La yourte, toute une symbolique. Elle est d’ailleurs entrée au patrimoine de L’UNESCO.

C’est le feutrage qui garantit l’isolation. Il faut six épaisseurs de laine tressée et la laine de 120 moutons pour une yourte de 5 m de diamètre.
C’est sous l’Union soviétique que le peuple a dû se sédentariser. Aujourd’hui, en fonction des besoins des troupeaux, les gens sont redevenus semi-nomades.
Une grosse natte se rabat sur la porte en bois pour davantage isoler du froid.
L’ouverture est toujours au centre du plafond. Une corde extérieure permet de rabattre le feutre pour refermer le sommet du toit. Il vaut mieux y songer avant d’aller se coucher…

Traditionnellement, les quarante rayons qui tiennent les pans de feutre représentent les quarante tribus qui fondent le peuple kirghize. Encore aujourd’hui, chaque Kirghize sait à quelle tribu il appartient. Il peut y avoir plus de rayons car cela dépend du diamètre de la yourte.

Autrefois, on entrelaçait les croisillons avec des lianes de cuir.
Face à la porte au fond se tiennent les invités.
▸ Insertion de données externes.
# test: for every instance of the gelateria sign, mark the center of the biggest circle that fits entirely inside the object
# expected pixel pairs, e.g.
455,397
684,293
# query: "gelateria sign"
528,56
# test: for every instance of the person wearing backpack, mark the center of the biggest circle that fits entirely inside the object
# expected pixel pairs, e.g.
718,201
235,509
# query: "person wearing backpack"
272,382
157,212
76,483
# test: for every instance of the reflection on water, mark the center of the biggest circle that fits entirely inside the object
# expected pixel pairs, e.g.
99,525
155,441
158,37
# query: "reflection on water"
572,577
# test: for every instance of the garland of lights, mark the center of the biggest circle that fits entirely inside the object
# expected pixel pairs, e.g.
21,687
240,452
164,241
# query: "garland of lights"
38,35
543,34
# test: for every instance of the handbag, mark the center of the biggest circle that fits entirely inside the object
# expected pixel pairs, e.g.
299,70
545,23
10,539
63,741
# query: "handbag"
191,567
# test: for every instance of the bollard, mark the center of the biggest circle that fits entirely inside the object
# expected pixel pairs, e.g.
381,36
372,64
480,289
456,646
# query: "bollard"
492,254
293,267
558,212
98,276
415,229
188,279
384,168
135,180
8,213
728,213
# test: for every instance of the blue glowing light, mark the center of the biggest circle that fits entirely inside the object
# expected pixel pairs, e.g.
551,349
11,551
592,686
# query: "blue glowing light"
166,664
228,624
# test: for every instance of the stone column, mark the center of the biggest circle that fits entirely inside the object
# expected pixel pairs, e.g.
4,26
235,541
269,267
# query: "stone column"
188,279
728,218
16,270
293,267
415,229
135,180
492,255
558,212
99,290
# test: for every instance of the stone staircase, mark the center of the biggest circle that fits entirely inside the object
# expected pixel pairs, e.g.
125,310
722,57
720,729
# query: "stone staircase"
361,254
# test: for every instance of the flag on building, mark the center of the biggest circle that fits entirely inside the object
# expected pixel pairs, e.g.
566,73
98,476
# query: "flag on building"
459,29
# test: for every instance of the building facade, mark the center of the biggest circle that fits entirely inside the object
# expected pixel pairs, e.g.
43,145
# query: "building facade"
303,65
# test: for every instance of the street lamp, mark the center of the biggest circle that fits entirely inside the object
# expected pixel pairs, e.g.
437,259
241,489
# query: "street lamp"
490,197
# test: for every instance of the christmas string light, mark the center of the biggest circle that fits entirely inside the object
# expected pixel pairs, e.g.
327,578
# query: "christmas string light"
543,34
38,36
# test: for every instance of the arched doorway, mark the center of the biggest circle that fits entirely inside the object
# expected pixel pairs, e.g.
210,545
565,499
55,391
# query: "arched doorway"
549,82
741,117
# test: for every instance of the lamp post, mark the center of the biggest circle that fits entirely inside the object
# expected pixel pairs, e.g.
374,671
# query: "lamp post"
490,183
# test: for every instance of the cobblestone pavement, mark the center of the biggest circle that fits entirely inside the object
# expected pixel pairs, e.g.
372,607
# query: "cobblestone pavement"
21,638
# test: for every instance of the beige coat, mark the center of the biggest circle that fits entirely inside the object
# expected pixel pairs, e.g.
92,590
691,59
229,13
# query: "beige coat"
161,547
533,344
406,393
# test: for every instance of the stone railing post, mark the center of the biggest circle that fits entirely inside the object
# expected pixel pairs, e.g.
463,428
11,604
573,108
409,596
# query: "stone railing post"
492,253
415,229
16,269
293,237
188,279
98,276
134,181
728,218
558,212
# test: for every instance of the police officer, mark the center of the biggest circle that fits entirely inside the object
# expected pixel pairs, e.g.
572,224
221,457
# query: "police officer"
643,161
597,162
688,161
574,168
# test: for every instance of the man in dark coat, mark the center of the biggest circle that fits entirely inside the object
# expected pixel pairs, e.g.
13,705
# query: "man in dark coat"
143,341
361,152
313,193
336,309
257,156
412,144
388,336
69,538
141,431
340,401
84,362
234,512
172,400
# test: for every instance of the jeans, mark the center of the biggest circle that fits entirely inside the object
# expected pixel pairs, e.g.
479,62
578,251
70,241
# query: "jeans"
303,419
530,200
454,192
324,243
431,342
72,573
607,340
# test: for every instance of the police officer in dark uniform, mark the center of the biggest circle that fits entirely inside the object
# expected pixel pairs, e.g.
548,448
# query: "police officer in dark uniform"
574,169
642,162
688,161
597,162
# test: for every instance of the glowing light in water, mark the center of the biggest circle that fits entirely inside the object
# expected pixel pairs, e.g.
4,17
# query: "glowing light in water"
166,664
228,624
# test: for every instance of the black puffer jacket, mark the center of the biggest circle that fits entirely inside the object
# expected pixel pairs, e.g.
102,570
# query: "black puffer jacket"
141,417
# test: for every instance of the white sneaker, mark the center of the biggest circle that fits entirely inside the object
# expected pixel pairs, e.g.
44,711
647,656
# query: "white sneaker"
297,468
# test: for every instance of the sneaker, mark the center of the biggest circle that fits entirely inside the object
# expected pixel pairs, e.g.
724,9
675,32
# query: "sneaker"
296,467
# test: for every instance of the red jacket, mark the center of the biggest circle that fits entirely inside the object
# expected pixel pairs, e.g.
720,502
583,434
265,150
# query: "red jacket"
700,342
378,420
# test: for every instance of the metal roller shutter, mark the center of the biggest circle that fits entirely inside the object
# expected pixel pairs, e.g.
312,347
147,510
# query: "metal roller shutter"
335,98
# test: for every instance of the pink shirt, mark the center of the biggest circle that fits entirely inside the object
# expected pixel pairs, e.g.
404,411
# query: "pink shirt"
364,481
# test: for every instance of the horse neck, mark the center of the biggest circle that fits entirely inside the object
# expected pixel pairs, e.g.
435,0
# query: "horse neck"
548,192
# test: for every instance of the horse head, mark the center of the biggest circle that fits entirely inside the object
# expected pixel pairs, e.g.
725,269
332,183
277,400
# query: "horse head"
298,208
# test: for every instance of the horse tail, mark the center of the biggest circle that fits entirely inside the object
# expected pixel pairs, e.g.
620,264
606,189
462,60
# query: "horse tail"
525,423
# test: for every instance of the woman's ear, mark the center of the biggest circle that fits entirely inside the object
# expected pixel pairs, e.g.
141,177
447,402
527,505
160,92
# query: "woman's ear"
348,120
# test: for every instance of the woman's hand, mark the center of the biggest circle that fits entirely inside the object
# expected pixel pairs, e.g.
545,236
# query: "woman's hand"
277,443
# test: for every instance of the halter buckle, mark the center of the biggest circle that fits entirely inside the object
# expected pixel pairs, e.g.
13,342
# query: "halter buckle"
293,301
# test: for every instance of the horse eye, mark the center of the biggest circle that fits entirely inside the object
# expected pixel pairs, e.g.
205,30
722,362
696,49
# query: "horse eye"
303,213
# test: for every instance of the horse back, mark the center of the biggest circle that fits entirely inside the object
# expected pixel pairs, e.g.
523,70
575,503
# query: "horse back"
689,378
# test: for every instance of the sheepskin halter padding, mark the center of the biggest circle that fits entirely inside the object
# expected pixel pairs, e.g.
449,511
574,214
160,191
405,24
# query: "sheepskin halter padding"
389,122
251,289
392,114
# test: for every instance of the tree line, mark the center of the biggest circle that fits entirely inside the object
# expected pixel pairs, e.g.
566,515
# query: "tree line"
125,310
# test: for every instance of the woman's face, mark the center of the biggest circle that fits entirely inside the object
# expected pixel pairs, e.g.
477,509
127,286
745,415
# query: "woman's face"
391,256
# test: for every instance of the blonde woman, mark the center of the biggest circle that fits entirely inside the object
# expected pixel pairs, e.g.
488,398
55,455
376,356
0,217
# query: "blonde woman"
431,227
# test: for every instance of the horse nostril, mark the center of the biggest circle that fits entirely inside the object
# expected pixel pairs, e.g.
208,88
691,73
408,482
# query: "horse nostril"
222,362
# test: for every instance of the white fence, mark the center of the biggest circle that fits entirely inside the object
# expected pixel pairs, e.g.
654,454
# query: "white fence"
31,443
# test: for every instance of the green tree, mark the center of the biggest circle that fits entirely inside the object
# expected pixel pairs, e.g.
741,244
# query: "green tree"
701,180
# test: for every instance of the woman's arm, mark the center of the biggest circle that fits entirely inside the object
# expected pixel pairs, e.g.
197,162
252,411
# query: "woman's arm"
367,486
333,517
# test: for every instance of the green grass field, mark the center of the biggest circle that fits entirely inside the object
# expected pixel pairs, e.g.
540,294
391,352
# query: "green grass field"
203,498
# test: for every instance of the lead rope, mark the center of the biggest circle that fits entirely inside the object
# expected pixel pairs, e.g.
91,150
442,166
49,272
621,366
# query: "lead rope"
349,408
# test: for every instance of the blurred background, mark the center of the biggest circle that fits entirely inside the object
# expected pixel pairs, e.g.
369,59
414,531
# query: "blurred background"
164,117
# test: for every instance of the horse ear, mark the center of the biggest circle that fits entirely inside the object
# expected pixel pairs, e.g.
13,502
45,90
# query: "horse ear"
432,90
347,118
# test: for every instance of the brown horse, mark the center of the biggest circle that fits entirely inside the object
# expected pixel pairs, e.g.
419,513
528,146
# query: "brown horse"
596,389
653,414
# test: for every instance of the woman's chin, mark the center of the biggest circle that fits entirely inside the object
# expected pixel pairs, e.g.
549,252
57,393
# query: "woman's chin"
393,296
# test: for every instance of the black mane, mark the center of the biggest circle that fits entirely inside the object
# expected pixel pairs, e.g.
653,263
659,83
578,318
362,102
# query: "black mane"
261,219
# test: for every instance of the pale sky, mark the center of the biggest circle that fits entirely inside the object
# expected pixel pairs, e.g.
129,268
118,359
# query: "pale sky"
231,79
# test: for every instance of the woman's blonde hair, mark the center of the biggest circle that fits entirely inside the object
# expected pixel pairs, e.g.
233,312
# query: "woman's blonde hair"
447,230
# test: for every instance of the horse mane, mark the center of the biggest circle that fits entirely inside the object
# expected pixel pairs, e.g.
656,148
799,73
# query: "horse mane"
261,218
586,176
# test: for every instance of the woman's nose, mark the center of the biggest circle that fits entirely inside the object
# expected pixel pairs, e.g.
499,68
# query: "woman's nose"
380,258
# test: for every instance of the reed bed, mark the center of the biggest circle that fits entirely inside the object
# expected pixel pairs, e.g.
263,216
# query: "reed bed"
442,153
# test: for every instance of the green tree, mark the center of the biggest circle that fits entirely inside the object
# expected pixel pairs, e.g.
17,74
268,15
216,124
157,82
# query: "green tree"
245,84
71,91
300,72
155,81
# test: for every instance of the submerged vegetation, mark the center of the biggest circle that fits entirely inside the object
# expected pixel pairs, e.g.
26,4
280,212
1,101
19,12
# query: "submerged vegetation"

À gauche, les hommes avec les vêtements masculins, les équipements équestres et les instruments de musique, à droite les femmes et leurs ustensiles de cuisine. Des nattes sont disposées un peu partout sur le sol. Là, les yourtes sont équipées seulement pour installer nos lits. On aperçoit la natte devant la porte qu’on rabat la nuit.
On met du charbon ou des bouses de vaches comme combustibles. Les chameaux font des crottes trop petites. Pas la peine d’être si grands.
Matthieu, plus Kirghize que les Kirghizes. Des enfants sont vite venus nous proposer des objets qu’ils ont fabriqués.
Noursultan, jeune guide très sympathique avec le chapeau traditionnel.
Et DASTAN qui peut être très fier du projet qu’il a proposé et réalisé.

Nous partagerons notre dernier repas dans une maison où on fêtera ce soir-là les 38 ans de Dastan.

Dernier repas avant de rejoindre l’aéroport le lendemain.
Anniversaire de Dastan. (photo de Françoise).

Arrivés depuis quatre jours en Ouzbékistan, nous constatons qu’il y a beaucoup de similitudes entre Kirghizstan et Ouzbekistan concernant l’éducation, le mariage, l’économie, la politique, l’histoire et les relations avec la Russie. On en reparlera plus tard.

On quitte ce magnifique pays, le corps tonifié par les heures de marche, le regard empli de ses espaces sauvages et le cœur ravi de si belles rencontres.